July 22, 2024

TBILISI, GEORGIA - JUL 18: Sale of agricultural products on central food market, Jul 18, 2011 in Tbilisi, Georgia. Suitable for farming areas account only for 16% of total territory of the country.


There has been a notable surge in the prices of essential food items across markets in Lagos State in the last two weeks.  

Notably, a carton of Minimie noodles has soared by 102.6%, jumping from N4,350 to N8,800. Similarly, a large bag of melon seeds now commands a price of N270,000, up from N220,000 at the beginning of March. Another example is the Bonita Slim Pasta pack, which has seen a price hike of N200, rising from N995 to N1,195 in the same period. 

These findings are part of a comprehensive food market survey. 

Despite a strengthening national currency against the US dollar, the upward trajectory of major food item prices persists, further diminishing the purchasing power of the average Nigerian.

This trend is particularly concerning given the significant portion of household budgets allocated to food expenditures. 

The National Bureau of Statistics (NBS) has disclosed that Nigeria’s headline inflation rate escalated to 31.70% in February 2024, a rise from the previous month’s 29.90%.

This 1.80% increment is attributed to several factors including the prolonged effects of fuel subsidy removal, which has led to increased expenses in household utilities, transportation, and production.  

Additionally, the depreciation of the naira due to market-driven exchange rate policies, the ongoing security challenges affecting food production, the conclusion of the harvest season, and the soaring costs of farm inputs have all contributed to this economic pressure. 

Specifically, the news highlighted a significant surge in food inflation, which soared to 37.92%, influenced by the escalated average costs of commodities. This marks a substantial 13.57% rise compared to the 24.35% rate of food inflation noted in February 2023.  

The month-over-month escalation in food inflation is attributed to the pronounced price increases of bread and cereals, tubers such as potatoes and yams, fish, and beverages like coffee, tea, and cocoa. 

The price of a 100kg bag of brown beans, initially averaging N108,700 in early March, has seen a 10.1% increase, reaching N119,650.  

Additionally, the cost for a 50kg bag of white garri rose by 15.1%, from an earlier average of N43,000 to now N49,500 over the span of two weeks. 

In a similar trend, a 400g package of Peak milk refill, previously sold for N3,850, has now climbed to an average price of N4,600, marking a N750 hike in just two weeks. 

A 500g packet of Milo refill experienced a 19.1% price surge, moving from N2,350 to a current average of N2,800. 

A large-sized tuber of yam, which was selling for an average of N3,500, has adjusted to an average price of N4,000. This change indicates a 14.3% price increase within a two-week period. 

Likewise, the price for a 5-litre gallon of local vegetable oil has escalated by 15%, from an earlier average of N7,800 to N9,000.  

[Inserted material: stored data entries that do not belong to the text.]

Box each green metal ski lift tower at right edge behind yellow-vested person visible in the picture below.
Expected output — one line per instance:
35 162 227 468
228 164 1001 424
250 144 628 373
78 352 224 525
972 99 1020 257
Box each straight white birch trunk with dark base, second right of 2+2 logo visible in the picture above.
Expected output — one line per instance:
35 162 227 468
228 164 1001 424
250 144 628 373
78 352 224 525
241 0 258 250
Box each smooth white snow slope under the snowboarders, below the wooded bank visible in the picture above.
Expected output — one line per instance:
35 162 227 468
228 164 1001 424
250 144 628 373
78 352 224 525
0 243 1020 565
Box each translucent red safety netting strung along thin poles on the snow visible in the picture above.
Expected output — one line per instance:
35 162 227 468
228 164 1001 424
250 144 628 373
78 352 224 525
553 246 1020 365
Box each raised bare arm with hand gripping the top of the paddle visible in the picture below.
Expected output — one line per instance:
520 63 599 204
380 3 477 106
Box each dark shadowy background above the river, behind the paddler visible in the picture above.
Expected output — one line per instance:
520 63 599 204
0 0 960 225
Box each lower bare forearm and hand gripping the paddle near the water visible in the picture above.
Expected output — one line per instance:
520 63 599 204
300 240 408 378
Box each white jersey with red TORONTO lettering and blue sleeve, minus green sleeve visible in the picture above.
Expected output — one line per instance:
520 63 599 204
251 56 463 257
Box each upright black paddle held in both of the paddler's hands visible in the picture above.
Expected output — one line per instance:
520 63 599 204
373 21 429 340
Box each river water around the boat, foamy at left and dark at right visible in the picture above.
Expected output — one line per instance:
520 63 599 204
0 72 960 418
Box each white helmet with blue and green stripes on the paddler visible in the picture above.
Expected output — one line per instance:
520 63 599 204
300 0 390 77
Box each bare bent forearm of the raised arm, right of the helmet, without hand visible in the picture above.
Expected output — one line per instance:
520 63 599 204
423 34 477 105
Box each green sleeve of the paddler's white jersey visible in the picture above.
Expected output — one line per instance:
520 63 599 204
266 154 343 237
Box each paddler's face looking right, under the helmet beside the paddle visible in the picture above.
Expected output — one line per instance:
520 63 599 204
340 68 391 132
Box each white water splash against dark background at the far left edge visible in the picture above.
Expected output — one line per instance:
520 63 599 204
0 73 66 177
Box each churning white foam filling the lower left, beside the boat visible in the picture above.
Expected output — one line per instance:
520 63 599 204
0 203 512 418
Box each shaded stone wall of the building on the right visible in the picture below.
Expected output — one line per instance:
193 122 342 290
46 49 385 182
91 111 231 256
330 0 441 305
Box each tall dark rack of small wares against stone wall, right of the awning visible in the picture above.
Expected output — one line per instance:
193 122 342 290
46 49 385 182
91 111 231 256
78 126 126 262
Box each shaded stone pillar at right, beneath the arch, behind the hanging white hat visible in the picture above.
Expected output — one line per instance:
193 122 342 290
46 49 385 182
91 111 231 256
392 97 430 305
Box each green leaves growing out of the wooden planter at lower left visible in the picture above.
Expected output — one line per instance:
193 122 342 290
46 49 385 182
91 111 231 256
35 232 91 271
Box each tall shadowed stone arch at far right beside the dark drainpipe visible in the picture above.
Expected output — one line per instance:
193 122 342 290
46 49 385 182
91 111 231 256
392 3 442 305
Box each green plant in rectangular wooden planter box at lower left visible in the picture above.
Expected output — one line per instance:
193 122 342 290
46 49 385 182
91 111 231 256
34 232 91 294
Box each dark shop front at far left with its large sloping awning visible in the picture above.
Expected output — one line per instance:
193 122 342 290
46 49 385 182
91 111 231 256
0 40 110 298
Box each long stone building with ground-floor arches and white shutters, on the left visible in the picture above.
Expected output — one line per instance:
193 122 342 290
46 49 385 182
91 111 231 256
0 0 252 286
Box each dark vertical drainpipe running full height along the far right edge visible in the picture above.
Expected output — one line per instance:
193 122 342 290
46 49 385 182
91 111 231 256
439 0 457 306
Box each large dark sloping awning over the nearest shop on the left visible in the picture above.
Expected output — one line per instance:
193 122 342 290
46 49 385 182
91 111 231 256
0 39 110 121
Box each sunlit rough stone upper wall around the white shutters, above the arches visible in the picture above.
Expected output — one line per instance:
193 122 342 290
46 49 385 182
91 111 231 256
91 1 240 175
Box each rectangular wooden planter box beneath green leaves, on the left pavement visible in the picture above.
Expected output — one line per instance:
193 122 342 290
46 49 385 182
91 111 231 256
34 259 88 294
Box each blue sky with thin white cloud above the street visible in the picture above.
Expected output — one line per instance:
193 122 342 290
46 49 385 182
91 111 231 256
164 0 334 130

A crate of eggs, formerly priced at N4,000, has also seen a 10% price jump, now selling at N4,400. 

The cost of a 10kg bag of Honeywell Semovita witnessed a 16.3% surge, now retailing at an average price of N14,250, up from its former average of N12,250. 

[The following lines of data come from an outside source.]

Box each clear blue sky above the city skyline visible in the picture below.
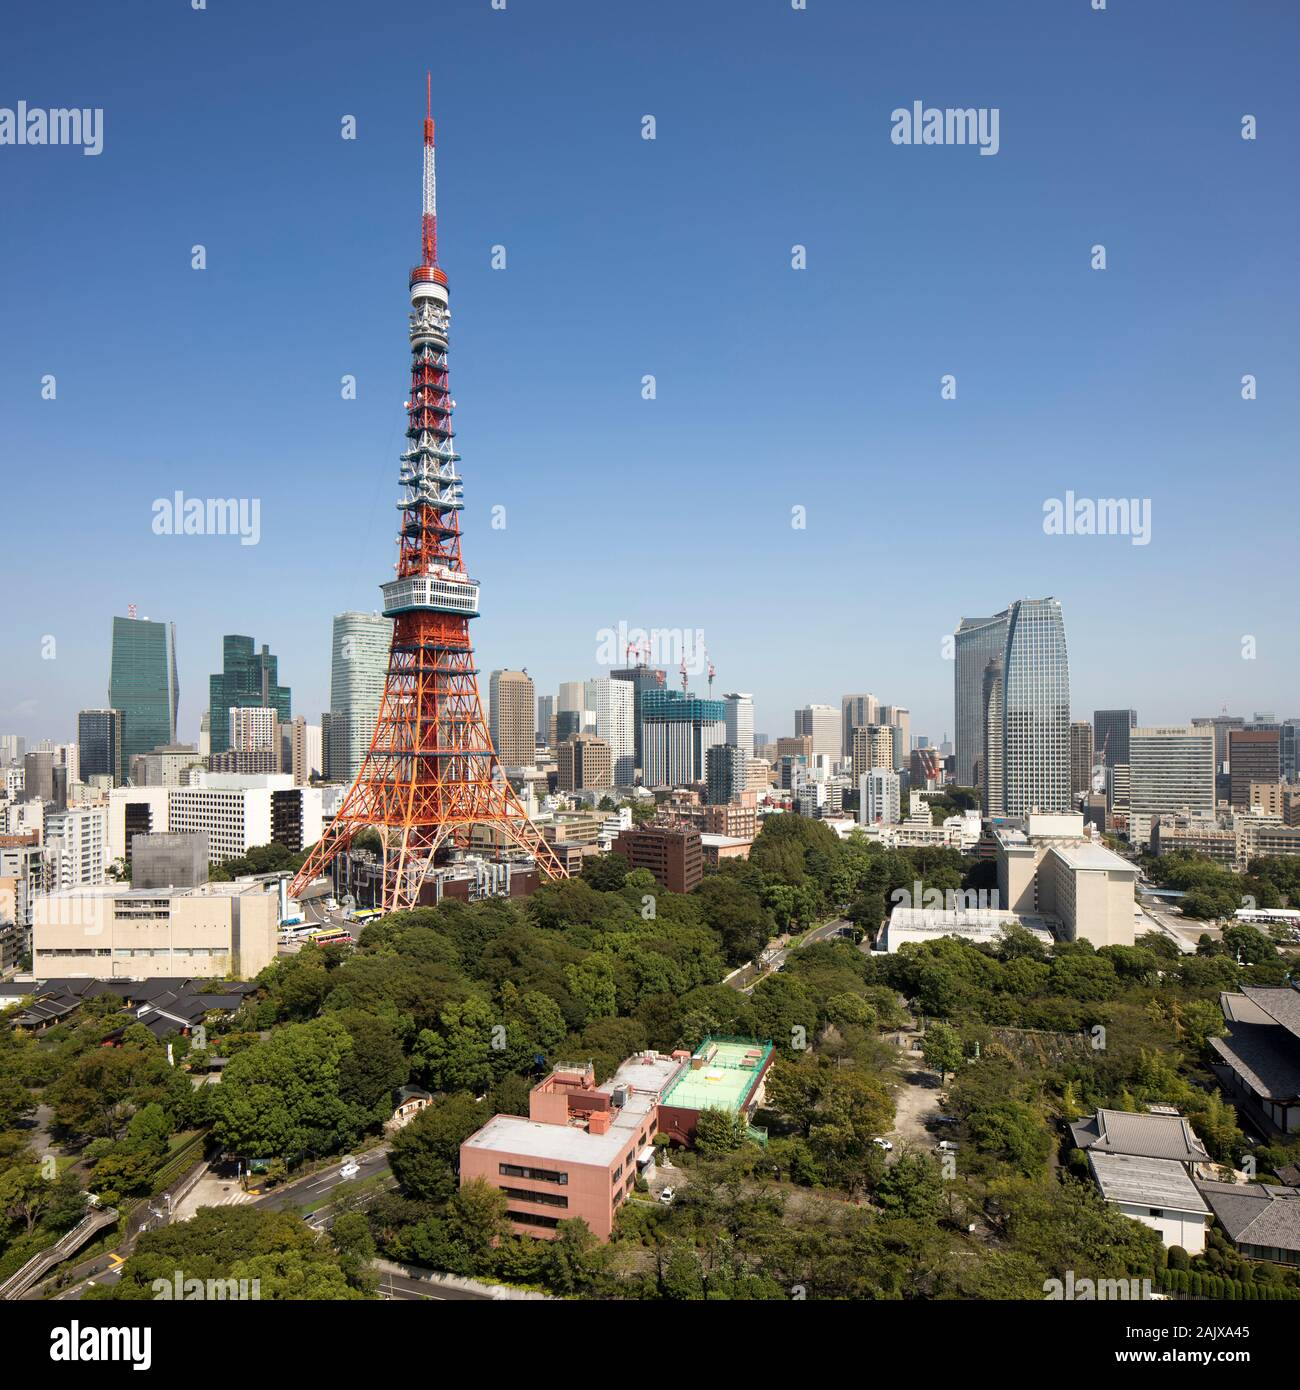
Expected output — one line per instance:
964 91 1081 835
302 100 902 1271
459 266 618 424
0 0 1300 738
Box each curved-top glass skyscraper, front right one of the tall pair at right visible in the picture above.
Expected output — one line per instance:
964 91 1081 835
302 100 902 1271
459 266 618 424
1002 598 1071 816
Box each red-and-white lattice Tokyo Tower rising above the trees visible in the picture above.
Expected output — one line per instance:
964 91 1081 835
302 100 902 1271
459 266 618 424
289 85 567 912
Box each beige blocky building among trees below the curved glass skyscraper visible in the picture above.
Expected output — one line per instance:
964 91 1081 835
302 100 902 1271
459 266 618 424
997 815 1137 947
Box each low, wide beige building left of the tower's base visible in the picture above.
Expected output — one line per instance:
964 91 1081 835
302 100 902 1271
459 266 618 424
32 880 279 980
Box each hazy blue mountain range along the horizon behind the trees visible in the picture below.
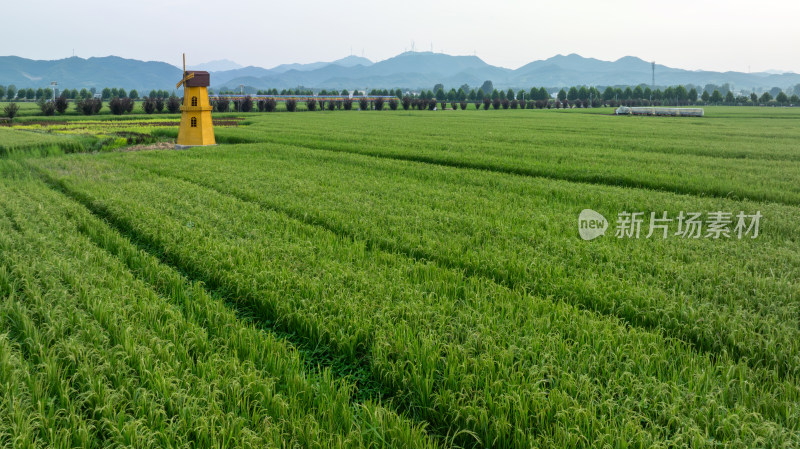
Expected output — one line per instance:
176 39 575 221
0 52 800 92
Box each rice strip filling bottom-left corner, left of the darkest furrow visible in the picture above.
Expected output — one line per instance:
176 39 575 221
0 163 435 447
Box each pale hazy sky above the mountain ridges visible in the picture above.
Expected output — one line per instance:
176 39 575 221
0 0 800 73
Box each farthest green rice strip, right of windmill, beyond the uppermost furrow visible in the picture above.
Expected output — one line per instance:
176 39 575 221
228 113 800 205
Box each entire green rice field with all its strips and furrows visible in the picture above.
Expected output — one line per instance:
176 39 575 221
0 107 800 448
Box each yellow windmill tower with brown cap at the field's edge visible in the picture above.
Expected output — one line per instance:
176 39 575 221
176 54 217 148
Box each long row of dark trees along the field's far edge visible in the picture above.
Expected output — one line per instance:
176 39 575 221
0 80 800 118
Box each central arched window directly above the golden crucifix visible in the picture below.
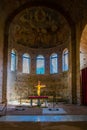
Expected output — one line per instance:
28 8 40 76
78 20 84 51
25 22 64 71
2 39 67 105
36 55 45 74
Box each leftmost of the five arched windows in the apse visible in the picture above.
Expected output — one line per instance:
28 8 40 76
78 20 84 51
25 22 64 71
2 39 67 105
11 49 17 71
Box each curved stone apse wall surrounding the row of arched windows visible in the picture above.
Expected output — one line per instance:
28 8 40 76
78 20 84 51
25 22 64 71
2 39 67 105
7 43 70 102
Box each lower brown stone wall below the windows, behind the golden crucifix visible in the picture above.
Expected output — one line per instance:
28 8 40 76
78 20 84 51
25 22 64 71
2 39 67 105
7 72 69 101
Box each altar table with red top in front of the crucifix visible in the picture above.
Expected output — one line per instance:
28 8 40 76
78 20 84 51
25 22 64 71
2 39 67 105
29 96 48 107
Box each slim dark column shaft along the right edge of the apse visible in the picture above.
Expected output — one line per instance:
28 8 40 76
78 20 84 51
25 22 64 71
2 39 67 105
70 27 77 104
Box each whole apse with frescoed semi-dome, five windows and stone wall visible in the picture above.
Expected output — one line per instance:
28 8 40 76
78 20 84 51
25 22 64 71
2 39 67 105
7 6 71 102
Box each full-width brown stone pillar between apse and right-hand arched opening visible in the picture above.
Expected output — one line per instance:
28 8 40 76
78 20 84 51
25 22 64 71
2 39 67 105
69 27 80 104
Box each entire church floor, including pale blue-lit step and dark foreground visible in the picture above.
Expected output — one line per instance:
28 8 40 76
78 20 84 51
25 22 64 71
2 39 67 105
0 103 87 130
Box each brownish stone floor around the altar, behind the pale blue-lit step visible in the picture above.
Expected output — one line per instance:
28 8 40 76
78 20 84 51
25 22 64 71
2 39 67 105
6 103 87 115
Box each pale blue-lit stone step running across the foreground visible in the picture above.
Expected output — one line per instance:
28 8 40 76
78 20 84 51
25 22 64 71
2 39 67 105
0 115 87 122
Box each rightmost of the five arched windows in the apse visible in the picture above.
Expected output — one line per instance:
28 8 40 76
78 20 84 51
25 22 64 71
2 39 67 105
62 48 69 71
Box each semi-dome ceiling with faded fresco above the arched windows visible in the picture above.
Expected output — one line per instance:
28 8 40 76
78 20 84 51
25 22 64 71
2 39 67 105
9 7 70 48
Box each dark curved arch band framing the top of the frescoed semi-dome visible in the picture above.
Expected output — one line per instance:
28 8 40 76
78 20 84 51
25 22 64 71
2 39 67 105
6 0 74 28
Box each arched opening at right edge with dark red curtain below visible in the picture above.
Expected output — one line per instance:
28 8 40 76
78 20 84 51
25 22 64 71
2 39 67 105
79 24 87 105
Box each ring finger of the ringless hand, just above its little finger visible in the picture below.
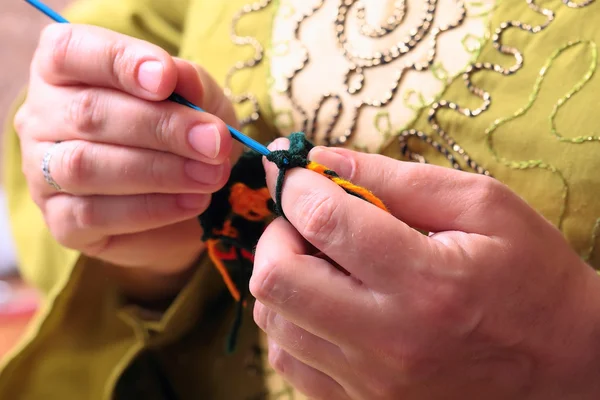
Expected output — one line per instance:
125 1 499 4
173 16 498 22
254 301 347 377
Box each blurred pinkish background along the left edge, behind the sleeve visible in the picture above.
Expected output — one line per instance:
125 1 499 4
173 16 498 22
0 0 69 359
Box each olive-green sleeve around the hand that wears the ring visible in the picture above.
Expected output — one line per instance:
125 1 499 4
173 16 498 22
0 0 231 398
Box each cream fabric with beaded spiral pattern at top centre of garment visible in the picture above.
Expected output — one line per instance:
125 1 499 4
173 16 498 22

Furthermore, the average price for a large bag of pepper has risen by 17.4%, moving from N33,750 to N40,000. Meanwhile, a medium basket of round tomatoes has experienced a 15.5% increase in price, now averaging N27,000 compared to the earlier average of N23,000. 

It’s important to note that the prices of certain food items, including cooking gas refills, wheat, milk, and others, have remained unchanged. 

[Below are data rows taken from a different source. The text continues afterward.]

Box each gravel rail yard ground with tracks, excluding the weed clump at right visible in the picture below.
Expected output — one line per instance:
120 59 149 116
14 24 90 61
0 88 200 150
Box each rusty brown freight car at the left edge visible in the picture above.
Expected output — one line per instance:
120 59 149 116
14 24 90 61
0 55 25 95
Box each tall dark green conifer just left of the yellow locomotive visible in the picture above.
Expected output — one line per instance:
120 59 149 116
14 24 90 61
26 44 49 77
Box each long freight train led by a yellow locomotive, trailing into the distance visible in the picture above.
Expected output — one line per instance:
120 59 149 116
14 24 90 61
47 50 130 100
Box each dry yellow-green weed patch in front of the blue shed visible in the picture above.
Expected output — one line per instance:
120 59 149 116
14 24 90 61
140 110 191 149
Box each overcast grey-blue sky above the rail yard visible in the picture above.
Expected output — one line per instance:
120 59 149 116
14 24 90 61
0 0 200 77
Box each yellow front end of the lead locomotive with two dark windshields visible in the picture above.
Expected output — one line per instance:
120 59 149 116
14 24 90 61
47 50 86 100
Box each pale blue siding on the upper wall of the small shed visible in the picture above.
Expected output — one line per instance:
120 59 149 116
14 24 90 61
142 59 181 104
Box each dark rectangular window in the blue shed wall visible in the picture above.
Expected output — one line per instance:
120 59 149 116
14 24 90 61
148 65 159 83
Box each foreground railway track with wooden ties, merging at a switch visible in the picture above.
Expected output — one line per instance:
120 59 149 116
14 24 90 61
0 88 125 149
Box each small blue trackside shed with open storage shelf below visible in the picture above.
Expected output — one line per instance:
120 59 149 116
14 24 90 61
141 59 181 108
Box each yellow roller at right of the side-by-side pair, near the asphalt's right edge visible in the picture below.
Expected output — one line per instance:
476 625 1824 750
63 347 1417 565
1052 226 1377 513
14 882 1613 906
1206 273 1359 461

Amid soaring costs of food, transportation, and various services, Nigerians have voiced their frustrations in the latest food market survey. 

At Lagos’s Oyingbo market, retailer Farida Mustapha shared team her decision to leave the market empty-handed due to the steep rise in foodstuff prices, which exceeded her budget. She preferred shopping at the Lagos discount market despite its limited selection and the high volume of shoppers.  

A grain merchant at Daleko market remarked on the unexpected price jump in noodles, attributing it to demand and supply issues. He noted the difficulty his customers face in affording their usual purchases. “Nowadays, most purchases are noodles and spaghetti since rice has become more expensive, and even these items have seen a price increase”, he elaborated. 

Similarly, Rebecca, a mother of four shopping at Mushin market, voiced her dismay over the doubling prices of food items. “I can no longer afford to fulfil my children’s requests but rather what’s available. The variety in our meals has diminished as we find ourselves repeating the same dishes,” she shared. 

Malam Jubril, a pepper seller at Mile 12 market, linked the rise in pepper and tomato prices to increased transportation costs and insecurity. He explained that the surge in petrol and diesel prices has heavily influenced the cost of moving goods from the north to the south of Nigeria, affecting the retail prices of peppers and tomatoes.